The p.N34S variant is the most common pancreatitis-associated variant in the SPINK1 gene worldwide [59], but the disease-relevant functional effects of the p.N34S variant on SPINK1 structure and function remain obscure. Functional analyses comparing recombinant p.N34S and wild-type SPINK1 found no difference in SPINK1 expression, trypsin inhibitory activity, or binding to trypsin [23, 24, 27]. The aberrant splicing caused by the cosegregating intronic mutations (c.56-37T>C, c.87+268A>G, c.195-606G>A, and c.195-66_65insTTTT) might play a role in the pathogenesis, but reverse transcription-polymerase chain reaction (PCR) analysis of total RNA isolated from surgically resected pancreatic tissues of p.N34S homozygotes failed to reveal aberrant splicing of the SPINK1 transcript [28]. In addition, Kereszturi et al. [13] showed that all four intronic variants in linkage disequilibrium with the p.N34S variant were functionally harmless. These studies suggest that SPINK1 expression is not altered in patients carrying the p.N34S variant. In the present study, the serum PSTI level in patients carrying the p.N34S variant tended to be lower (although the difference was not statistically significant; P = 0.17), than the level in those who did not carry SPINK1 variants. Importantly, a previous study showed that the serum PSTI level increased steadily with advancing age [25]. In healthy subjects in their 20 s and 50 s, the mean values of serum PSTI were 9.6 ± 2.6 and 12.2 ± 4.2 ng/ml, respectively [25]. In our study, because patients with the p.N34S variant were significantly younger than those without the SPINK1 variants, the decreased PSTI level in patients with the p.N34S variant might have reflected the difference in age. To clarify whether the p.N34S variant indeed affected the serum PSTI level, we recruited relatively young healthy controls (36.7 ± 9.4 years old) and measured the serum PSTI levels. The serum PSTI level (10.7 ± 2.2 ng/ml) in the healthy controls did not significantly differ from that in the patients carrying the p.N34S variant, suggesting that the p.N34S variant by itself did not affect the serum PSTI level.

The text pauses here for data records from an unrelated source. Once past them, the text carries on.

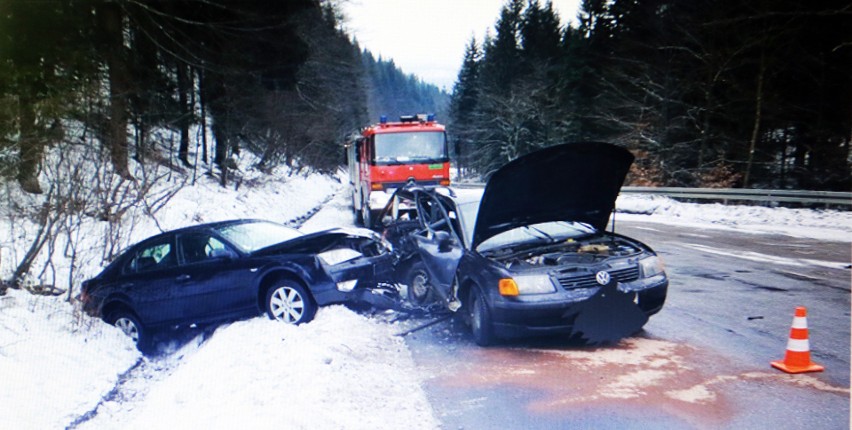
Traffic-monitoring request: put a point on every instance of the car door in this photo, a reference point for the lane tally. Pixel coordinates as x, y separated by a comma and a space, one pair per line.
149, 278
213, 280
438, 243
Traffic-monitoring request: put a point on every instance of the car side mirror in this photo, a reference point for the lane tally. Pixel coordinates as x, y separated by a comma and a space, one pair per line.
445, 241
223, 253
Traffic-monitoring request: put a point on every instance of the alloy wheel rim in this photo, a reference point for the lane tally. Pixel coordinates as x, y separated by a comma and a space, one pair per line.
287, 305
420, 286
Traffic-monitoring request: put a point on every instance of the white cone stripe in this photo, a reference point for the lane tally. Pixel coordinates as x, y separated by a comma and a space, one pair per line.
798, 345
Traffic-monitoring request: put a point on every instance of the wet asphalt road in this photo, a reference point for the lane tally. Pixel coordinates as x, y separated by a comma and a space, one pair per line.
702, 362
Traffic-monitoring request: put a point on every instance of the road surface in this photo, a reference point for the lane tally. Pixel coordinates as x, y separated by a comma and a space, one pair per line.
702, 362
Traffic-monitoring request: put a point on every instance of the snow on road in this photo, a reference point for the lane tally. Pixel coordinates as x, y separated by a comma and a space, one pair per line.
342, 370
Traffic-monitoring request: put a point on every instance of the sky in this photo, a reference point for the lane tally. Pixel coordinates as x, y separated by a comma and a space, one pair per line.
427, 38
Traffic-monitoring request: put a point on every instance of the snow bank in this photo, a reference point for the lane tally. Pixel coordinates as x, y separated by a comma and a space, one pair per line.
54, 361
339, 371
828, 225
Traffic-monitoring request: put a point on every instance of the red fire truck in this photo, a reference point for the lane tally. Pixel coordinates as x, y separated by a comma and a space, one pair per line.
388, 155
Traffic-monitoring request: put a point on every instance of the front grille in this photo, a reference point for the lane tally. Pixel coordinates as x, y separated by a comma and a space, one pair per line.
572, 279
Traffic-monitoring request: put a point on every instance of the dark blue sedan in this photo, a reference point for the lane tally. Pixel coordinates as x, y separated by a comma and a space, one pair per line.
231, 269
530, 254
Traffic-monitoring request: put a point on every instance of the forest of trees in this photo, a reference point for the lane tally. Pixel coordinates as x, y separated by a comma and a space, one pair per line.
393, 92
279, 79
706, 93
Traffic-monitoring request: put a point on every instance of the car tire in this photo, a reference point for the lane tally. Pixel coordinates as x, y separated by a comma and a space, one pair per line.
130, 325
366, 215
420, 291
480, 319
289, 302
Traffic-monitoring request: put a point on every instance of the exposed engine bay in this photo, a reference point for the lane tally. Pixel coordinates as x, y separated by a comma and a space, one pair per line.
571, 251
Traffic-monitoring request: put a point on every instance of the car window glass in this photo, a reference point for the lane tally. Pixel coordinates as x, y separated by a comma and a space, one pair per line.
251, 236
198, 247
153, 257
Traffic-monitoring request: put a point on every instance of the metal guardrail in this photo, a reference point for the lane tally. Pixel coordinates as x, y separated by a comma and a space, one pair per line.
725, 194
754, 195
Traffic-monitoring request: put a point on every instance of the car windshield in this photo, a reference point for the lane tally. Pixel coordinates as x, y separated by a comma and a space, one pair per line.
410, 147
251, 236
547, 232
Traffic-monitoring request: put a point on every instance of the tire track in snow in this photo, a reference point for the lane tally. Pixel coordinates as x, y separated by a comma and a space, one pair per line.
133, 385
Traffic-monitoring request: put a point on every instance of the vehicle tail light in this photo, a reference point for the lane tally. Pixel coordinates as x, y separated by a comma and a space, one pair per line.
508, 287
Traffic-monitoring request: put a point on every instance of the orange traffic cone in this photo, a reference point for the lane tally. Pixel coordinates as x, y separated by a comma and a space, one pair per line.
798, 357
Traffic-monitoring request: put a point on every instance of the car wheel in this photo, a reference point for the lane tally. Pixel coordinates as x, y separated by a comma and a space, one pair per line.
419, 288
289, 302
130, 325
480, 319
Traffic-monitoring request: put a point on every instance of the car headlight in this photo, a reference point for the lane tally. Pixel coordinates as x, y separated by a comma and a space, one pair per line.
526, 284
651, 266
337, 256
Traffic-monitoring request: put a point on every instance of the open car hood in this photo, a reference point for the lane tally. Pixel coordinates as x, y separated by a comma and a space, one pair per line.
570, 182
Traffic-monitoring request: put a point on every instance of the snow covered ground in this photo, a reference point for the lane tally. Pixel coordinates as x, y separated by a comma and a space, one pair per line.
342, 370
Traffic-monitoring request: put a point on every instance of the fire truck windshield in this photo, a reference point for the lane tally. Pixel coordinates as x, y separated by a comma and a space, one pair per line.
410, 147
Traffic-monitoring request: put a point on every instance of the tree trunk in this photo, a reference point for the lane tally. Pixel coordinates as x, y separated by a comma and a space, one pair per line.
184, 87
111, 23
31, 146
758, 109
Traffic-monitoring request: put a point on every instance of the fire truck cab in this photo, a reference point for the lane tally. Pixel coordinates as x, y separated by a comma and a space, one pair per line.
389, 155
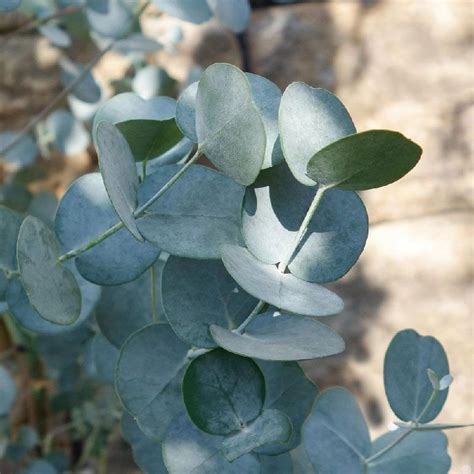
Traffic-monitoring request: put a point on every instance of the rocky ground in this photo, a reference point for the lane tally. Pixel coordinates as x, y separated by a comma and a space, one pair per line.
406, 66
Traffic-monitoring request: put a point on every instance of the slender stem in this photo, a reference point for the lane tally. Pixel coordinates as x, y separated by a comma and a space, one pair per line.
428, 405
250, 317
35, 120
48, 439
92, 243
416, 422
141, 210
389, 447
154, 309
138, 213
304, 226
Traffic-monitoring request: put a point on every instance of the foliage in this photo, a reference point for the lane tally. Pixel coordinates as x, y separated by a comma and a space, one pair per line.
193, 290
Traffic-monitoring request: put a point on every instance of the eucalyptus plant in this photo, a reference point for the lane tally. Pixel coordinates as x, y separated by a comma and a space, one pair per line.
194, 286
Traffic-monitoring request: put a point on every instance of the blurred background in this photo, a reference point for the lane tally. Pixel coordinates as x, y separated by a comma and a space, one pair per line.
402, 65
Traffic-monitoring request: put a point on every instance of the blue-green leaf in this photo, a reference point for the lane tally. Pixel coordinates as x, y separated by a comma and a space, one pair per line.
286, 382
310, 119
418, 453
212, 297
187, 449
7, 391
228, 125
194, 11
119, 174
84, 213
407, 385
99, 359
148, 376
282, 337
124, 309
335, 435
274, 208
282, 290
68, 135
202, 207
52, 289
272, 426
223, 392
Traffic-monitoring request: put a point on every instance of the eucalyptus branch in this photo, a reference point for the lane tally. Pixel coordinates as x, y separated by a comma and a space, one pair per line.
33, 122
408, 430
250, 317
137, 214
304, 226
39, 21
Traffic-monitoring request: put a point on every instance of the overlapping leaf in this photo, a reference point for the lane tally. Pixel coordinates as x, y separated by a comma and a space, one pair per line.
212, 297
282, 337
310, 119
223, 392
84, 213
282, 290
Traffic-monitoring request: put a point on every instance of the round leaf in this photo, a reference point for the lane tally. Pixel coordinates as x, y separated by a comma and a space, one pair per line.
282, 290
187, 449
84, 213
282, 337
151, 81
223, 392
407, 385
100, 358
286, 382
310, 119
23, 152
194, 11
7, 392
418, 453
26, 316
52, 289
272, 426
336, 425
267, 97
228, 125
147, 125
198, 293
119, 174
124, 309
148, 376
202, 207
365, 160
234, 14
274, 208
68, 134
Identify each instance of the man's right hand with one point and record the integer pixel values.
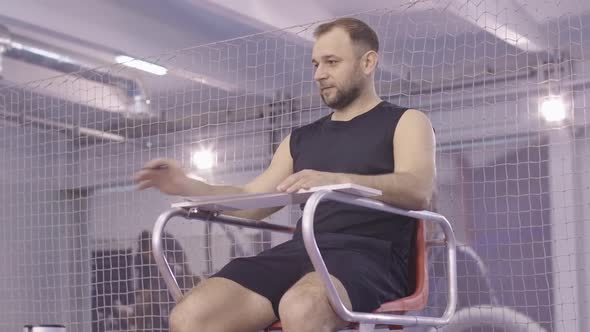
(166, 175)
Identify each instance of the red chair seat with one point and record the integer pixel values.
(418, 274)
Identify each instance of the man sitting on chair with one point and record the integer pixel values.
(364, 141)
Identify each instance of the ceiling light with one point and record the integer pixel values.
(553, 109)
(141, 65)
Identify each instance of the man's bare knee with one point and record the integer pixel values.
(305, 307)
(219, 304)
(189, 314)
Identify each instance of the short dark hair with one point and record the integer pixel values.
(358, 31)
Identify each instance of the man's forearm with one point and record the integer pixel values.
(401, 190)
(192, 187)
(197, 188)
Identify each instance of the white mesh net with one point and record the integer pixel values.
(490, 75)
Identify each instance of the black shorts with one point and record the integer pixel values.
(371, 270)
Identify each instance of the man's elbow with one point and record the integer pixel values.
(422, 200)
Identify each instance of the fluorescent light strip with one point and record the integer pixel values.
(141, 65)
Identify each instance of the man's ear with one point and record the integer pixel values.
(369, 61)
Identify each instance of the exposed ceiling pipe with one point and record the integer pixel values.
(36, 52)
(69, 129)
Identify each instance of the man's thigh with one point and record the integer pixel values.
(226, 305)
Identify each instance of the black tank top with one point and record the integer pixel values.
(362, 145)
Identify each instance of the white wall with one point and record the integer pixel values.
(38, 230)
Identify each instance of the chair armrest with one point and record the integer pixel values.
(378, 318)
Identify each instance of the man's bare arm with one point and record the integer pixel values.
(169, 178)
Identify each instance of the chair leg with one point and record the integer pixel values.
(366, 327)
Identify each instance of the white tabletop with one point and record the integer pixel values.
(266, 200)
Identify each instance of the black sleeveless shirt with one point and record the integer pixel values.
(362, 145)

In addition to being increased in patients with pancreatitis and pancreatic cancer, serum PSTI levels have also been shown to be increased in patients with extrapancreatic malignancies such as cholangiocarcinoma [29] and cancers of the colon, breast, and prostate [30, 31]. Based on these findings, PSTI is now also known as a tumor-associated trypsin inhibitor that correlates with disease progression and poor prognosis [19]. High expression of PSTI in cancers may be related to its role in cell proliferation and migration, at least through the activation of the epidermal growth factor receptor/mitogen-activated protein kinase cascade [32]. There are structural similarities between SPINK1 and epidermal growth factor in terms of amino acid residues and the presence of 3 intrachain disulfide bridges. Hence, SPINK1 may bind to epidermal growth factor receptor to activate its downstream signaling pathways. It would be of interest to determine whether mutated SPINK1 affects the serum PSTI levels in cancer and also whether mutated SPINK1 affects the cell behaviors of various cancer cells.